I do miss them though I have told them this. Recently we went shopping! They got some really really nice jeans and a couple of shirts. They're SO cool! One of Sublime with a creepy face like a zombie and another with naruto and sasuke for me HAHAHAH. It's actually super sick and lovely. Yesterday we went for a walk together -in a way-. They were looking for things for the new apartment while I cooked chicken with rice! They obtained some really really cute things like a new water bottle with cute dog prints and a kitty head bubble lid with a straw!
The truth is I haven't been doing so well mentally or physically. We suspect many very worrying things going on with me, I won't go into much detail but right now my sleep issues are worse than ever and honestly I did wonder if maybe I was just in permanent freeze mode due to some recent issues, but I am hoping after finally sleeping 10 hours for the first time in weeks, I can start to fix my sleeping cycle again ... I hope.
Been getting back into creepypasta, I recently read to my favorite reading of Borrasca and Penpal, hysterical (negative) stories. The frenzy of a reader who isn't just a total drag of monotone and no pauses, no breathing, no entonation. I hate most nosleep-creepypasta narrators because they're so matter of fact "and then and then and end the end", no passion at all. I think I'm too hard on narrators but... idk. I'm just bad with this kind of things.
Recently I read "Why does my boyfriend have things from my childhood", I have to admit the story gripped me from the very first moment. The writer definitely knows what they are doing and even though I was disappointed by the lack of answers I can say that this is a story that is good as hell and really works with the "open ending" trope fantastically. You can make up what happened in your mind and fill the gaps yourself! It's awesome. Originally I was going to complain about it but instead I sat with the story and really processed it before I wrote about it! And it did help!
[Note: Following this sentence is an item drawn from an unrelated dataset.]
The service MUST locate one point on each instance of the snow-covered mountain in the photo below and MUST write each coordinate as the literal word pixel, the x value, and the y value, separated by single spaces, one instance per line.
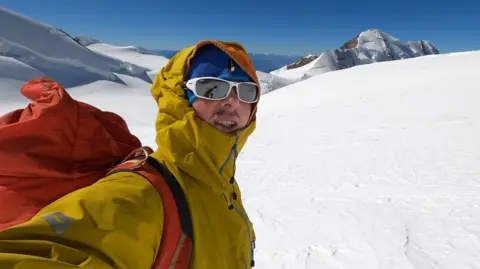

So small victories, small victories!
I also read "Playland", my fucking lord, that story had me by the balls the whole time, it's like the hysteria of parenthood takes over in the grand scheme of things to attack your mind as hard as it humanly can. If you're a parent, I think this story will work on you in a particularly evil way. Just the very last sight of Lily made me shudder, and realize just how insane this story was. I hated it in a good way, terrifying!
Besides that I have been playing Story of Seasons Pioneers of Olive Town. My husband actually bought me that game last year and I took a bit of a break in between things. Other than that I don't really have much to say. I've just been tired, mentally out of it. I have work to do so it's about time I get to it. Goodnight.